The mean age of patients was 52.0 ± 23.1 years. The mean number of total lymph nodes in the dissected basin was 8.4 ± 6.8. The mean operation time was 183.8 ± 71.4 minutes. No patients had metastatic lymph nodes. No malignant cells were seen at resection margin of the primary tumors. Significant postoperative complication did not occur. Conclusion: Our technique could be utilized as a novel treatment option for patients who have early gastric cancer with
inconclusive lymph node metastasis before resection. Key Word(s): 1. gastric neoplasm; 2. early gastric cancer; 3. laparoscopy-assisted surgery; 4. endoscopic resection; 5. sentinel lymph node Presenting Author: JOON KOO KANG Additional Authors: JIN ALK inhibitor HONG KIM, SUN GYO LIM, KEE MYUNG LEE, SUNG JAE SIN Corresponding Panobinostat research buy Author: JOONKOO KANG Affiliations: Ajou University School of Medicine, Ajou University School of Medicine, Ajou University School of Medicine, Ajou University School of Medicine Objective: Esophageal dilatations with mercury weighted bougies were used for esophageal benign strictures. But, high esophageal restenosis rates and recurrent complications (esophageal perforation, mediastinitis, e.g.) were troublesome. And, many therapeutic
modalities (pneumatic dilation, anti-fibrotic drug injection and stent insertion, e.g.) are developing.

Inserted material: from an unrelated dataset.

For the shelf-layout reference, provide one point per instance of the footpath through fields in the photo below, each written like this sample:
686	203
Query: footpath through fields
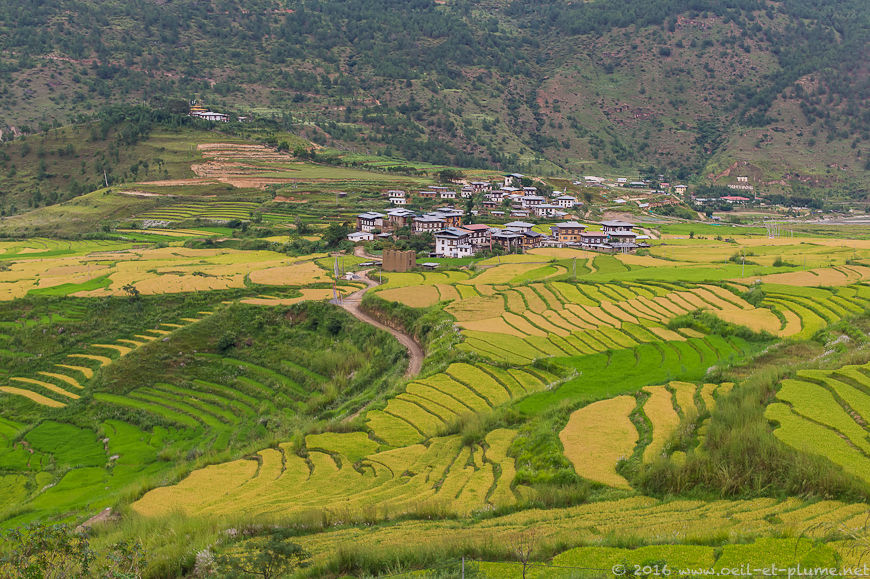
351	303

Therefore, we aimed to develop an appropriate porcine benign esophageal
stricture model. Methods: A total of ten mini pigs were sequentially divided into three groups by two, six and two pigs. Two pigs of first group were injected into the four directions of esophagus by NaOH (0.10N) 2 ml each. Six pigs of PIK-5 Second group were injected into the four directions of esophagus by NaOH(0.20N) 2 ml each. Two pigs of third group were injected into the four directions of esophagus by NaOH (0.15N) 2 ml each. We defined successful esophageal stenosis as unable endoscopic passage (scope diameter; 10 mm) without immediate mortality. Results: Minimal esophageal strictures were noted at the two porcine esophagus of first group (Figure 1). But, endoscopes could be passed through the esophageal stenosis. Moderate to severe esophageal strictures were noted at the all of porcine esophagus of second group (Figure 2). But four pigs (4/6, 80%) were died within a month due to malnutrition and esophageal perforations (Figure 3). Moderate esophageal strictures were developed at the two porcine esophagus of third group without serious complications. Conclusion: Porcine benign esophageal strictures were developed successfully by NaOH (0.15N) 2 ml injection into the four directions of esophagus each. Key Word(s): 1. benign esophageal stricture; 2.